To further illustrate this bias, we conducted a series of simulations of the simple linear model from Fig. 1A. We considered the presence of direct effects from G to Y and E to Y, allowed the G–E correlation to vary from 0 indicating no heritability to 0.5 indicating a highly heritable covariate, E, and included an uncontrolled confounder, U, which is positively correlated with both E and Y at a fixed value. We considered three scenarios where U is a modest, moderate, or strong confounder of E–Y association. The top panel of Fig. 1B illustrates the deviations of coefficients from the true simulated values. Notably, the presence of G–E correlation and an omitted confounder, U, where both U–E and U–Y associations are positive, results in the deflation of polygenic score estimates and inflation of environmental coefficients. Deflation of the G–Y association is greater with higher values of the G–E correlation, while the models without this association produced results free of collider bias. Moreover, the degree of bias also depends on the strength of the unobserved confounder, U. The path coefficient from E to Y is biased regardless of the strength of the G-E correlation reflecting the role of the omitted confounder, U, as a source of confounding of this path.

We also develop a mathematical expression of the bias for linear models, which we provide in the Supplementary Information. However, it is important to note that even though we consider simple linear models in our simulations and derivations, the bias would also arise in other types of regressions, e.g., logistic regression or Cox models. Since the graphical approach we follow does not require any parametric assumptions, the functional form describing the relationship between variables is not relevant.

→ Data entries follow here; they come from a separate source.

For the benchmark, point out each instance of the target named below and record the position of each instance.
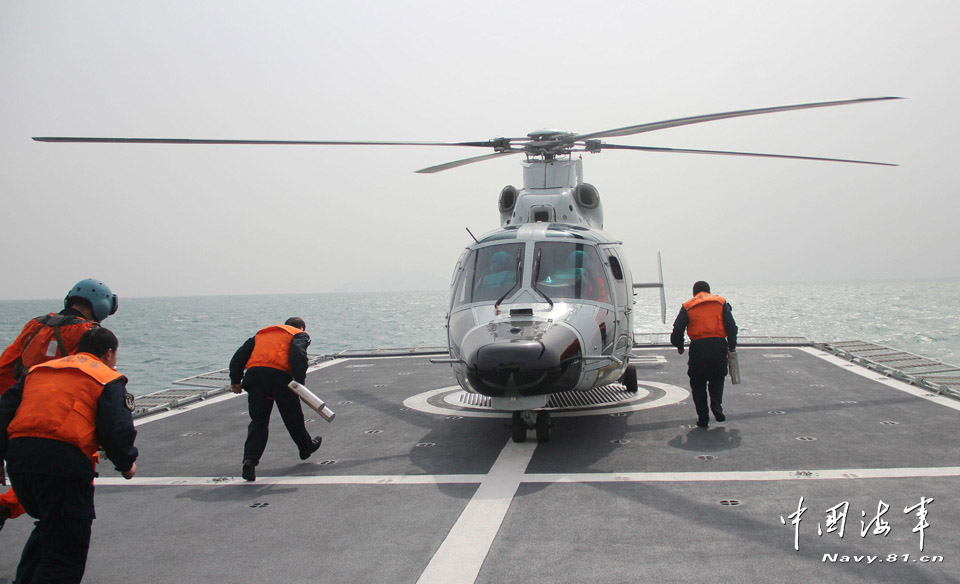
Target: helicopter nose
(548, 362)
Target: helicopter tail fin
(663, 297)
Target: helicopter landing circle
(446, 401)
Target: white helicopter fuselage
(544, 304)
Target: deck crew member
(48, 337)
(708, 320)
(271, 358)
(52, 423)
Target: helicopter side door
(623, 294)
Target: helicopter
(544, 304)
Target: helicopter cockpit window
(570, 271)
(489, 274)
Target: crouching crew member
(48, 337)
(51, 425)
(708, 320)
(271, 358)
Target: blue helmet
(103, 302)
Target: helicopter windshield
(570, 271)
(489, 274)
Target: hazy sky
(159, 220)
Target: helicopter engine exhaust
(522, 359)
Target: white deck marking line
(566, 478)
(293, 480)
(212, 400)
(462, 553)
(888, 381)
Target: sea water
(165, 339)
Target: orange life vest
(272, 347)
(60, 401)
(42, 339)
(705, 312)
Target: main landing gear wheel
(629, 379)
(543, 426)
(518, 428)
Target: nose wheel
(629, 379)
(530, 420)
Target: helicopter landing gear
(629, 378)
(543, 426)
(518, 427)
(524, 420)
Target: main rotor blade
(728, 153)
(465, 161)
(483, 143)
(653, 126)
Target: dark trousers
(700, 385)
(56, 550)
(260, 405)
(707, 366)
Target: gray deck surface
(396, 494)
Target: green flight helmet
(102, 300)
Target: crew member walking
(708, 320)
(48, 337)
(51, 425)
(271, 358)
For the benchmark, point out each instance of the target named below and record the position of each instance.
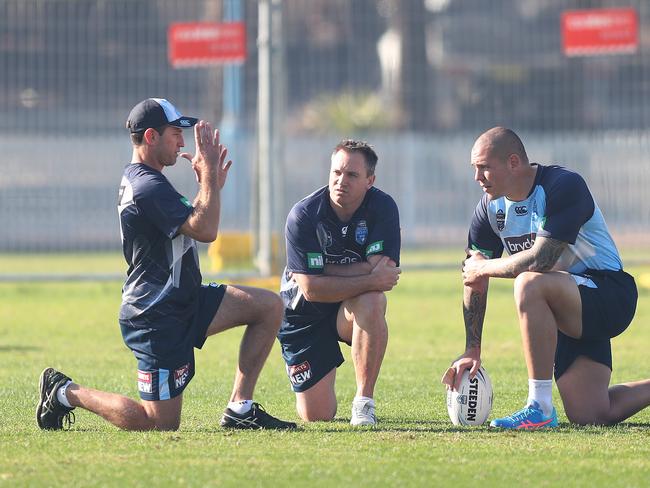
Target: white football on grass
(472, 403)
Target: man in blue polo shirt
(166, 312)
(571, 293)
(343, 247)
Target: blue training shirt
(163, 277)
(315, 237)
(560, 207)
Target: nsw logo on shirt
(375, 247)
(314, 260)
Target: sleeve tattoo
(474, 305)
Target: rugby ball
(472, 403)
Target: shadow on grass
(18, 348)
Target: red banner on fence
(206, 43)
(599, 31)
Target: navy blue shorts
(310, 347)
(607, 310)
(166, 355)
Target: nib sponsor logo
(519, 243)
(181, 374)
(299, 373)
(501, 219)
(144, 382)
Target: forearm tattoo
(474, 305)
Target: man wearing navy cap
(166, 312)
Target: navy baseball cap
(156, 112)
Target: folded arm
(341, 282)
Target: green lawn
(72, 326)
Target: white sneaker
(363, 412)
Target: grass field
(72, 326)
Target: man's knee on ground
(269, 305)
(586, 416)
(527, 286)
(315, 412)
(372, 303)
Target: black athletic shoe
(255, 418)
(50, 414)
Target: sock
(240, 407)
(60, 395)
(541, 391)
(363, 399)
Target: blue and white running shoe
(530, 417)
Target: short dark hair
(369, 154)
(138, 137)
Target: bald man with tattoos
(571, 293)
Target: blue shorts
(607, 310)
(166, 354)
(310, 347)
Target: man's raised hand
(208, 164)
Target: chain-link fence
(420, 79)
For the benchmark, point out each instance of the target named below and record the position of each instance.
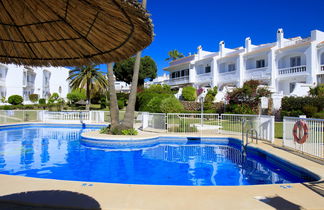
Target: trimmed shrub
(15, 100)
(76, 95)
(121, 104)
(42, 101)
(171, 105)
(184, 126)
(154, 105)
(319, 115)
(310, 110)
(191, 105)
(317, 91)
(295, 106)
(189, 93)
(33, 98)
(241, 109)
(145, 96)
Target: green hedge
(309, 106)
(189, 93)
(15, 100)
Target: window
(260, 63)
(292, 87)
(295, 61)
(173, 75)
(207, 69)
(231, 67)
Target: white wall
(14, 80)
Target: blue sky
(185, 24)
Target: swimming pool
(56, 152)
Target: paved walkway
(86, 195)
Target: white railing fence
(154, 122)
(263, 124)
(292, 70)
(314, 144)
(75, 116)
(14, 116)
(193, 123)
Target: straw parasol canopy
(72, 32)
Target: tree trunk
(114, 111)
(130, 109)
(88, 95)
(128, 122)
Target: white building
(121, 86)
(288, 66)
(158, 80)
(23, 81)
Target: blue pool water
(56, 152)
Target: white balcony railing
(178, 81)
(203, 78)
(257, 73)
(292, 70)
(294, 42)
(257, 69)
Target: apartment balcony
(228, 77)
(2, 82)
(257, 73)
(293, 71)
(204, 78)
(178, 81)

It is also possible to exemplify the nature of inflation of the G-Y association by considering examples from the existing literature. Using the example of studies on cardiovascular mortality^{17} and incidents of stroke^{16} mentioned previously, the focus was to model the risk of strokes or cardiovascular mortality (Y) according to genetic risks (G) and lifestyle profiles (E), employing Cox proportional hazards models. A covariate such as a lifestyle may not be exogenous—individuals choose to follow healthy or less favourable behaviours based on various observed and unobserved factors. Hence, we expect not only G-E dependency, at least due to pleiotropy, but also the presence of unobserved confounders, U. Here, potential factors for U include, but are not limited to, childhood poverty, social or geographically-related deprivation, and socio-economic position^{31,32,33}. This makes the estimation of G–Y association subject to collider bias since we introduced the path that goes through this set of unobserved confounders, U, into the statistical model. While one of the desires of these studies is to show that a healthy lifestyle potentially attenuates genetic risks, observed attenuations should be treated with caution.

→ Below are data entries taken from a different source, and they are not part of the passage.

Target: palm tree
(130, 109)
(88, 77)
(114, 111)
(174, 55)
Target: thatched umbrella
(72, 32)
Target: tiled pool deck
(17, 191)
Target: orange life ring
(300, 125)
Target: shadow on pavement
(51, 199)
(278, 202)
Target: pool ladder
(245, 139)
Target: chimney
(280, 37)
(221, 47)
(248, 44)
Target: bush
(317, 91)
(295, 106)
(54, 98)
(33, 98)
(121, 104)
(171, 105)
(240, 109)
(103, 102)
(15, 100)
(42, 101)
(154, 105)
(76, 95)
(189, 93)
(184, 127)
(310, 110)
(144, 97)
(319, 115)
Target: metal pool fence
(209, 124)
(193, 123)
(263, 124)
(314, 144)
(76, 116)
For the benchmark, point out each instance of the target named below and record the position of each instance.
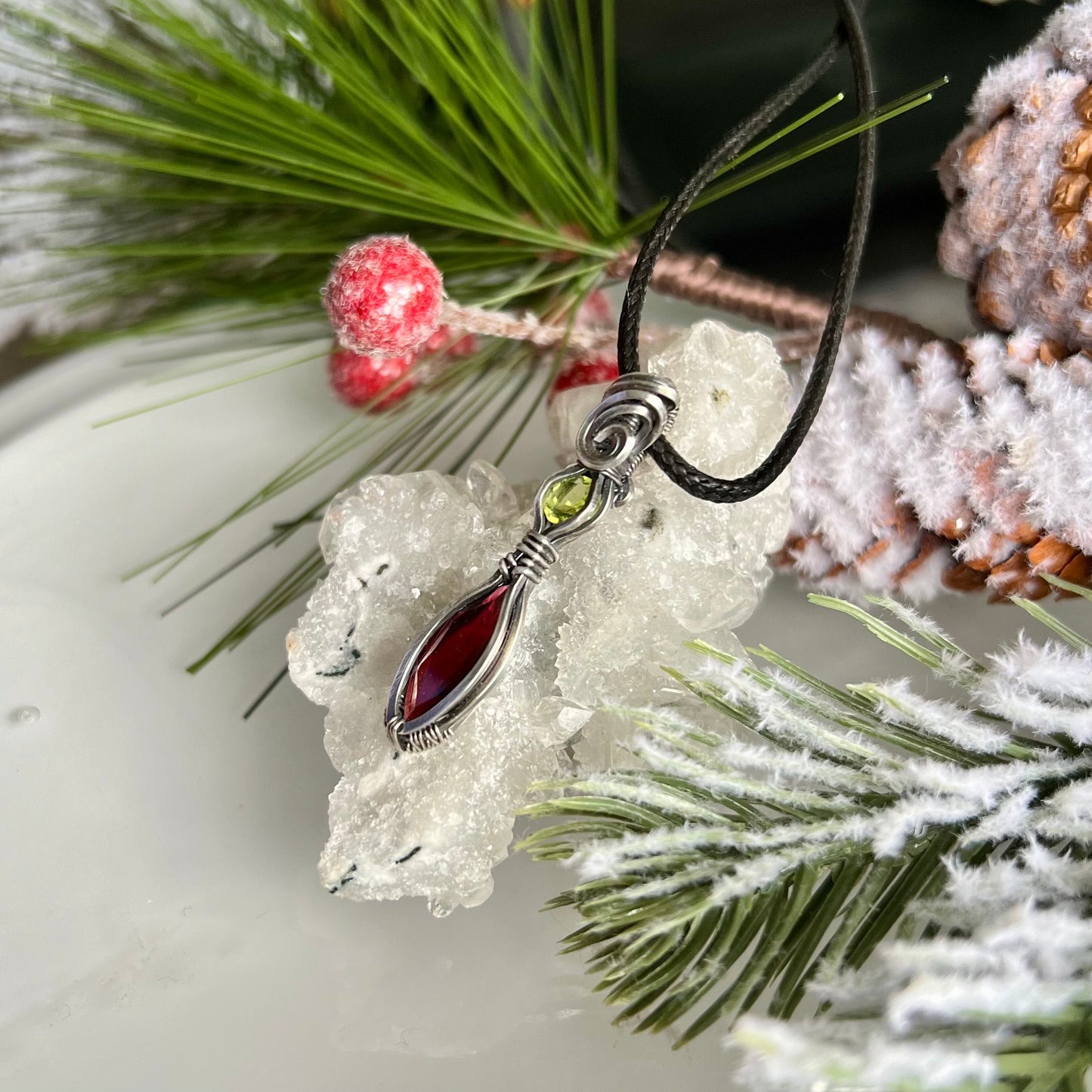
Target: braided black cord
(696, 481)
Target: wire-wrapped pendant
(451, 667)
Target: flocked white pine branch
(908, 878)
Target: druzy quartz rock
(618, 602)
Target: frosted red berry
(360, 379)
(383, 296)
(586, 372)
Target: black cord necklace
(673, 464)
(452, 665)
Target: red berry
(583, 373)
(360, 380)
(383, 296)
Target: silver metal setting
(635, 412)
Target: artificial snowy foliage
(946, 466)
(908, 877)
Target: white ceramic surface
(162, 925)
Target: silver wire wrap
(636, 411)
(532, 558)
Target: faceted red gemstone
(452, 652)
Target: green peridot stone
(566, 498)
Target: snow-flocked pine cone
(1018, 178)
(939, 466)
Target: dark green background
(688, 69)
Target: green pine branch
(206, 171)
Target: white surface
(162, 925)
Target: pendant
(452, 665)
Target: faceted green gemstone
(566, 498)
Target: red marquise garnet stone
(452, 652)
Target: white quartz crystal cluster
(621, 599)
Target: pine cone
(946, 466)
(1018, 178)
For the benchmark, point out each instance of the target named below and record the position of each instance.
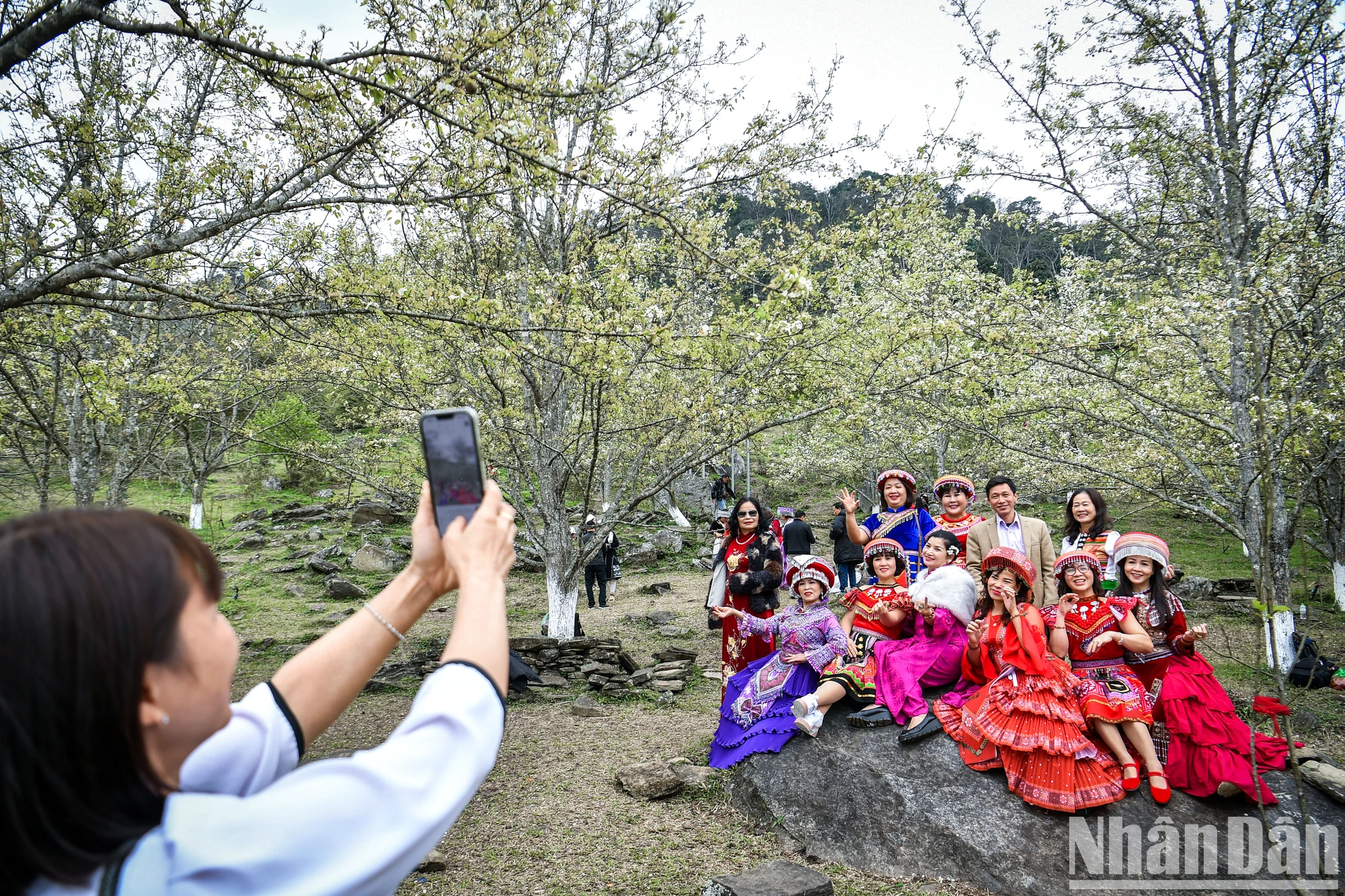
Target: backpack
(1311, 670)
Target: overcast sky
(899, 71)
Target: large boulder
(860, 798)
(644, 555)
(668, 541)
(375, 559)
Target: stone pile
(670, 673)
(602, 662)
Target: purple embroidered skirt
(773, 729)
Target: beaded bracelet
(387, 624)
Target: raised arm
(322, 681)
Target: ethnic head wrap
(1012, 560)
(1077, 559)
(1141, 544)
(954, 479)
(812, 568)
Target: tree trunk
(197, 520)
(83, 448)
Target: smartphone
(453, 444)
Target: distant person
(722, 493)
(747, 576)
(595, 568)
(798, 537)
(1011, 529)
(611, 568)
(1089, 528)
(126, 767)
(844, 552)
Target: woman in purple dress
(758, 712)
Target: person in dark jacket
(798, 536)
(597, 567)
(845, 552)
(722, 493)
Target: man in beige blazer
(1011, 529)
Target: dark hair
(1100, 526)
(985, 603)
(1157, 591)
(88, 599)
(763, 517)
(902, 564)
(906, 486)
(950, 541)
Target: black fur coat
(762, 579)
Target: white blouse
(247, 821)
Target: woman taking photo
(126, 770)
(747, 577)
(1093, 633)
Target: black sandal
(872, 717)
(930, 725)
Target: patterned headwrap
(898, 474)
(1013, 560)
(1078, 559)
(812, 568)
(886, 548)
(954, 479)
(1141, 544)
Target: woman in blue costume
(900, 518)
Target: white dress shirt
(254, 823)
(1011, 534)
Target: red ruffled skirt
(1210, 743)
(1032, 727)
(1112, 692)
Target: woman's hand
(1101, 641)
(849, 501)
(482, 549)
(430, 563)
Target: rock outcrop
(860, 798)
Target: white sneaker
(806, 705)
(810, 724)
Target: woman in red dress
(1210, 744)
(747, 576)
(1026, 719)
(1094, 633)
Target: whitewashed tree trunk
(1280, 641)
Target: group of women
(1079, 702)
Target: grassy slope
(551, 819)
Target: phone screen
(455, 467)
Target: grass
(551, 818)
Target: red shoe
(1130, 783)
(1160, 794)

Another instance is the study from Papageorge and Thom^{19}, which we can analyse in a more straightforward manner because of the properties of linear models. Here the researchers regressed a polygenic score of educational attainment (G) on earnings (Y) and found that greater values of the genetic score were associated with greater income. What is relevant to our argument is that after the inclusion of educational controls (E) into the model, we observe a 59.5% decrease of the polygenic score coefficient (Table 5 Panel A in Papageorge and Thom^{19}). In addition, the authors regress the educational attainment polygenic score (G) and years of schooling (E) on standardised job tasks (Y) to explain the trends they found in the models of earnings. If we take models on nonroutine analytic and nonroutine interactive tasks (where the association between polygenic score and outcome is also positive), we also see that the inclusion of educational controls results in about a 70% reduction in polygenic score coefficients. It is likely that such a change of G-Y association in both analyses is largely attributed to the extended set of educational controls, which includes both parental and respondent educational attainment. However, respondent’s own education in these models is an endogenous variable; hence, the decrease of polygenic score coefficients is likely to be due to collider bias at least to some extent. If we consider a moderate strength of association between the genetic score and respondent’s years of schooling along with additional assumptions about unobserved confounders linking educational attainment and the type of job tasks, we can show that around 15–20% of the polygenic score coefficient decrease is plausibly due to collider bias, following the derivations we include in the Supplementary Information.

In particular, if we consider the model with nonroutine interactive job tasks as the dependent variable (Table 6 in Papageorge and Thom^{19}), we see that the baseline coefficient of the educational attainment polygenic score is 0.185. This reflects a model without any environmental and phenotypic covariates. In the model with educational controls, which are respondent’s years of schooling and parental education, the polygenic score coefficient drops to 0.055. Since the dependent variable is standardised, we can assess the relative importance of collider bias under additional assumptions. We assume that the coefficient of the correlation between polygenic score and respondent’s years of schooling is 0.300, and that there is an unobserved confounder U, which is positively correlated with both years of schooling and job task with coefficients of 0.250 (for example, living in advantaged higher socio-economic neighbourhood as a child may be an omitted confounder). These are all plausible and rather modest suggestions if we look at the correlation matrix from Table 6 in Papageorge and Thom^{19}. Following the derivations provided in the Supplementary Information, the inflation bias would be 0.021 under these assumptions, which explains a 16% downward change of the polygenic score coefficient. We provide detailed calculations for this case in the Supplementary Information.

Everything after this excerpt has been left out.